The Mammoth area is near the North Entrance and Mammoth Hot Springs. Mammoth Village has a hotel, cabins, a post office, visitor center, chapel and restaurants. Historic Fort Yellowstone is here and there is a walking tour you can do.  Elk are often seen in this area.  We stayed in a hot tub cabin and it was nice after walking all day.

One of our favorite locations was the Roosevelt Lodge and Cabins. Roughrider Cabins are basic and have a stove for heat. This location is near Lamar Valley and the Northeast Entrance. You would get to the Beartooth Highway from this entrance. You can sign up for the Cowboy Cookout during the summer and ride a horse from the Roosevelt Stables or take a stagecoach! The Lamar Valley is beautiful and a great place to watch for bears and wolves. If you want a cabin with a bathroom, you have to book on May 1st for the next summer. There are only about 14 of these cabins! Otherwise there are shared bathrooms.

The next area we stayed in was near Lake Yellowstone. There are several nice hikes near Lake. You can take boats out or go on a guided Lake cruise. The Lake Hotel rooms are refurbished and expensive, but there are also bright yellow cabins here. Lake Lodge is next door and more rustic. There are cabins in this area as well. You can walk over to the Lake Hotel’s dining room. This is a good spot to get to Hayden Valley and The Grand Canyon of the Yellowstone as well. There is a nice large laundry area at the Lake Lodge.    

I hope this gives you some info on where to start planning. There are other areas to stay at near Canyon and Grant Village as well as campsites spread throughout Yellowstone. The Old Faithful area also has the Snow Lodge and Cabins. TripAdvisor has some great info that you may want to start with. Yellowstone Treasures is also a wonderful book for research! 

The Crow’s Nest at Old Faithful Inn

High in the rafters at the Old Faithful Inn in Yellowstone National Park, is an enchanting place called the Crow’s Nest. It is said that Robert Reamer, the architect that built the Inn designed it from a childhood fantasy. Bands used to play here for guests high in the air.
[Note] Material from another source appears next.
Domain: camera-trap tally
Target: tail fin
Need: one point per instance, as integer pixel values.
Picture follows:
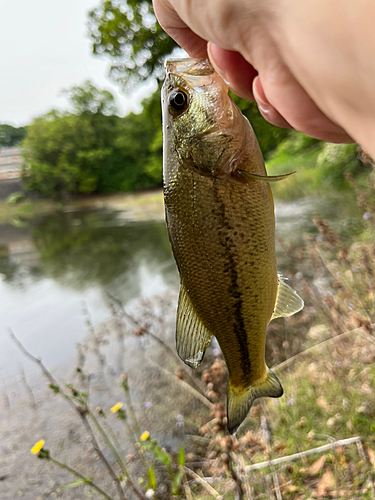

It is 76 feet up and looks like an amazing tree house.

When I was researching our Yellowstone trip, I came across info on the Crow’s Nest. It turns out you can call the Old Faithful Inn bell desk, and if there is space during your stay, they will take you up to the Crow’s Nest and the roof of the Old Faithful Inn for flag lowering. I was lucky to read this in May when they first opened for the season. I was able to get a spot for our August trip!

We met at the bell desk at 6pm as requested. The bell person that we went up with told us another family might be joining us and was that OK. We said sure. We waited a bit more for the family to show up, but only the mother decided to go. (Wow, who would turn this down? Maybe someone was afraid of heights!) Then we set off for the stairs. They keep the stairs to this area locked for safety.

People were watching and wondering why we got to go past the gates. It pays to do some research ahead of time.

The Crow’s Nest was amazing, but the real honor was getting to lower the United States flag and state flags on the roof of the Inn.

This would be a great thing to surprise someone with on your trip. It is pretty high up, and the railings are low so be prepared. It can be windy as well. The view of the Upper Geyser Basin and Old Faithful is stunning.